Ancora una volta, scusatemi, Velate si presta ad essere un
ottimo esempio. Nelle vie di Velate non esistono marciapiedi. Le strade sono interamente dedicate al transito delle auto in entrambi i sensi, anche nei tratti dove lo spazio disponibile è insufficiente al loro contemporaneo passaggio (vi lascio immaginare cosa succede quando sopraggiunge l’autobus della linea P). Non esistono marciapiedi, dicevo, ma una spiritosa linea bianca a circa 30 centimetri dai muri delle case. All’interno di questa,
presumo, dovrebbero camminare i pedoni, magari con tanto di bimbo in carrozzina. La strada è delle auto e solo delle auto.

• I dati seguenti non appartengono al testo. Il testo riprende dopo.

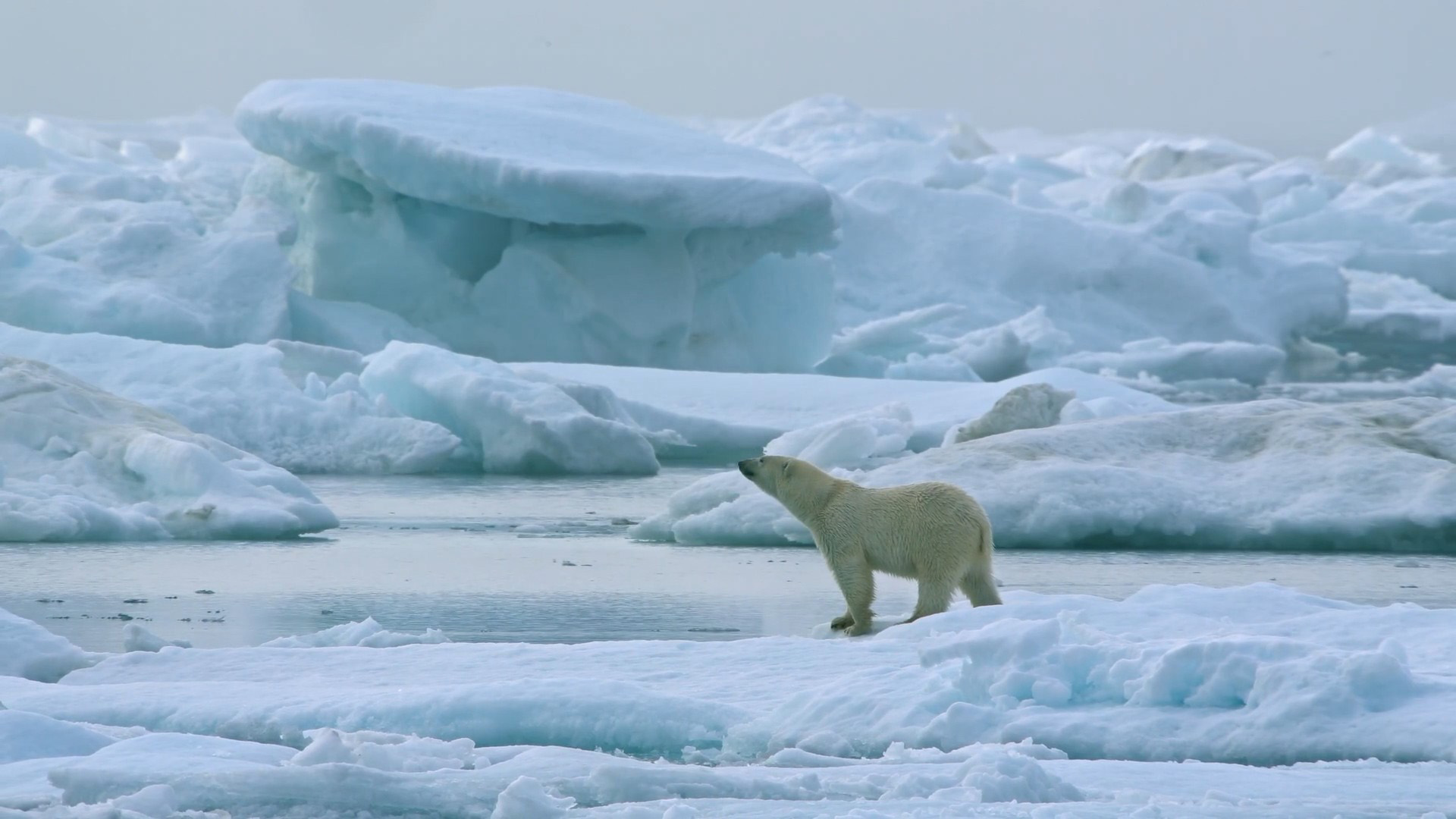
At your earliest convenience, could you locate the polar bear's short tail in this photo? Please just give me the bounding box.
[961,526,1000,606]
[961,570,1000,606]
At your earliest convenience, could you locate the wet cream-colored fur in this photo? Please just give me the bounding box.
[738,455,1000,635]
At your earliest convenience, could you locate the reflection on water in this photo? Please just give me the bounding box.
[0,469,1456,650]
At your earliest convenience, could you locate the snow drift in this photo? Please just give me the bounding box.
[0,357,337,541]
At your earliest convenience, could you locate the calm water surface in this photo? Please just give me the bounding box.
[0,468,1456,650]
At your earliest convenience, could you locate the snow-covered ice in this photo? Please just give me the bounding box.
[0,583,1456,817]
[237,80,834,369]
[0,73,1456,819]
[0,357,337,541]
[633,396,1456,551]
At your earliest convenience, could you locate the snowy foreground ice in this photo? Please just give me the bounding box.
[635,398,1456,551]
[0,356,339,541]
[0,585,1456,819]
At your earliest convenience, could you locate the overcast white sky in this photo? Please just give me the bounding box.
[0,0,1456,152]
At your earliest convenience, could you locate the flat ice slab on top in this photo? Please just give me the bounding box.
[236,80,833,236]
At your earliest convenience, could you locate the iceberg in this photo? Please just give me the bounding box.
[0,583,1456,819]
[0,356,339,541]
[236,80,836,370]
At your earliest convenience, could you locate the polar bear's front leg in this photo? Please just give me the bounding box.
[830,558,875,637]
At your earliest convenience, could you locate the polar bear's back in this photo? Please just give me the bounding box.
[826,481,992,577]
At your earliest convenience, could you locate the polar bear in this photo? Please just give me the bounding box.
[738,455,1000,635]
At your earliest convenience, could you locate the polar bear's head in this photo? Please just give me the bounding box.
[738,455,807,497]
[738,455,845,520]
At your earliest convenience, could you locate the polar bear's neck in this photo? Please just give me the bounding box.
[776,471,858,529]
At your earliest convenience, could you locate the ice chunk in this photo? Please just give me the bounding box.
[288,290,444,354]
[491,777,576,819]
[0,708,115,765]
[511,363,1174,460]
[945,383,1076,444]
[121,623,192,651]
[763,391,908,469]
[359,341,658,474]
[0,324,460,474]
[237,80,834,370]
[0,357,337,541]
[236,80,828,234]
[723,95,993,191]
[1328,128,1445,175]
[1122,137,1274,180]
[830,179,1345,355]
[0,112,296,345]
[1060,338,1285,386]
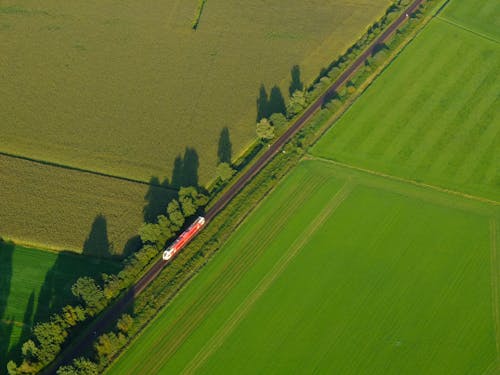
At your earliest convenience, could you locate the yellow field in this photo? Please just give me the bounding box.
[0,156,174,256]
[0,0,390,253]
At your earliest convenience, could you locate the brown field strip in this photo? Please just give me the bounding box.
[182,181,354,374]
[123,176,327,370]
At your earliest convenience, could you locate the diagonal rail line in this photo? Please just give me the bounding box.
[43,0,425,375]
[181,180,354,375]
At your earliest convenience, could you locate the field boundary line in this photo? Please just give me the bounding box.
[490,218,500,359]
[139,178,326,371]
[181,179,354,374]
[310,154,500,206]
[0,319,32,328]
[436,15,500,44]
[0,151,178,191]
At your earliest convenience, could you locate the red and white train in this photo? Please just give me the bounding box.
[163,216,205,260]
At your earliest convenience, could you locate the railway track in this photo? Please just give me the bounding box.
[43,0,425,375]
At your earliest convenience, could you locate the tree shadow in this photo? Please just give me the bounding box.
[143,147,199,223]
[172,147,200,188]
[33,253,123,323]
[321,91,340,108]
[83,214,113,258]
[143,176,176,223]
[0,238,14,369]
[371,43,389,57]
[4,291,35,368]
[0,238,14,324]
[288,65,304,97]
[268,85,286,117]
[257,84,269,122]
[217,127,233,164]
[122,235,142,257]
[0,321,14,370]
[256,84,286,122]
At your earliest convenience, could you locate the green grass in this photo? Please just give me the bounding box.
[312,16,500,201]
[0,242,119,373]
[108,161,500,375]
[0,155,172,257]
[0,0,390,254]
[442,0,500,43]
[0,0,390,183]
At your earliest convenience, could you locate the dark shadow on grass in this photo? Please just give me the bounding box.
[268,85,286,117]
[256,84,269,122]
[7,291,35,362]
[321,91,340,108]
[33,251,122,323]
[143,147,199,223]
[0,238,14,373]
[122,235,142,257]
[371,43,389,57]
[288,65,304,97]
[83,214,113,258]
[172,147,200,188]
[142,176,177,223]
[217,127,233,164]
[256,85,286,122]
[0,238,14,324]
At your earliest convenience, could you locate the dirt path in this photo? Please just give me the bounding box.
[47,0,425,375]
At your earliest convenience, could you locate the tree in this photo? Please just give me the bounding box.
[7,361,18,375]
[286,90,307,119]
[217,163,235,181]
[57,357,98,375]
[21,340,38,361]
[62,305,86,327]
[179,186,198,217]
[256,118,274,141]
[157,215,178,247]
[139,223,161,245]
[71,276,107,316]
[269,113,287,129]
[116,314,134,335]
[167,199,184,229]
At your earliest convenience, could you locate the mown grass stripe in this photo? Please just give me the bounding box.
[360,27,459,157]
[116,174,326,373]
[182,181,353,374]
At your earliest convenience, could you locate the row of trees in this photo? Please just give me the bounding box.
[7,187,208,375]
[8,0,424,375]
[256,0,407,142]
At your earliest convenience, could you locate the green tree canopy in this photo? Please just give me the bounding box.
[256,118,274,141]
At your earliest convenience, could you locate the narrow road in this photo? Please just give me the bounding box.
[43,0,425,375]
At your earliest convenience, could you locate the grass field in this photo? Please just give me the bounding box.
[0,0,389,254]
[108,161,500,374]
[312,5,500,201]
[444,0,500,42]
[0,0,390,182]
[0,155,176,257]
[0,241,119,373]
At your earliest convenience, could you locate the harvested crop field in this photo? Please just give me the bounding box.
[0,0,389,183]
[108,161,500,375]
[0,239,120,373]
[0,0,389,254]
[0,155,173,257]
[312,1,500,201]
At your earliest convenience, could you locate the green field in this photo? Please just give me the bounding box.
[0,0,390,183]
[0,0,390,254]
[0,239,119,373]
[108,161,500,375]
[312,7,500,201]
[444,0,500,43]
[0,155,176,257]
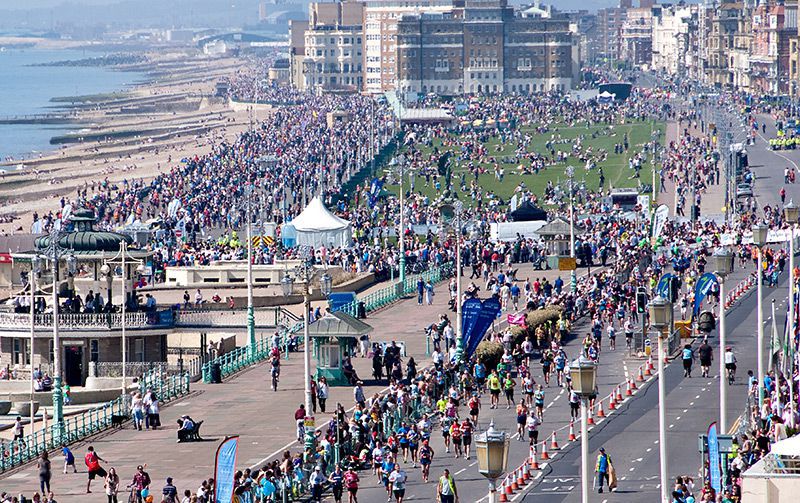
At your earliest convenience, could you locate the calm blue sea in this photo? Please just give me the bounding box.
[0,48,144,161]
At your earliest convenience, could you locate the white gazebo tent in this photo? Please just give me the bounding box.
[291,197,352,248]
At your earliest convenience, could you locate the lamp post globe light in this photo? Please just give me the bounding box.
[281,247,333,450]
[752,224,768,409]
[783,199,800,427]
[648,295,673,503]
[475,420,511,503]
[711,248,733,431]
[569,356,597,503]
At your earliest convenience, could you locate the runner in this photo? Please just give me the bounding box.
[436,468,458,503]
[419,440,436,483]
[83,445,106,494]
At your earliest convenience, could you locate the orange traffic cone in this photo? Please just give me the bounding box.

Da Velate, se non ci si immerge nei boschi di Campo dei Fiori, si può soltanto scendere ad Avigno oppure andare a S.Ambrogio per via Adige: entrambi questi percorsi non sono
pensati per il pedone e percorrerli a piedi è indubbiamente pericoloso.

Ma lasciamo Velate e percorriamo a piedi la strada che da Casciago porta a Morosolo: scopriremo che, esclusi duecento metri di passeggiata panoramica e marciapiede ampio che dal nulla nascono e nel nulla finiscono, dovremo muoverci, curva dopo curva, “walking like an egyptian”, appiattiti contro i muri e le recinzioni delle case per non essere travolti dalle auto di passaggio. Di questi esempi ce ne sono tantissimi, purtroppo, e tutti disegnano paesi e borghi di fatto isolati tra loro, perché l’unico modo
pensato per collegarli è il mezzo a motore.
Dalle nostre case si entra e si esce in auto, punto e basta. A piedi non si raggiunge agevolmente nessun luogo, non è previsto. Dalle nostre parti il pedone non può andare da A a B se non con estrema difficoltà e in poca sicurezza. Se proprio vuole fare due passi, sarà meglio che li faccia nella ristrettissima orbita di A o di B.

Quando leggo di inquinamento da gas di scarico, di danni da vita sedentaria, di perdita di relazioni tra abitanti la stessa zona, di problemi legati alla mobilità degli anziani, in un borgo che non ha marciapiedi per sé e per
unirlo ad altri borghi del suo stesso comune, ho la sensazione che qualcosa di profondamente radicato in noi, e di profondamente auto(tanto per cambiare)lesionista ci impedisca di guardare alla realtà delle cose che sono
davanti ai nostri occhi e di affrontarle con coraggioso buon senso.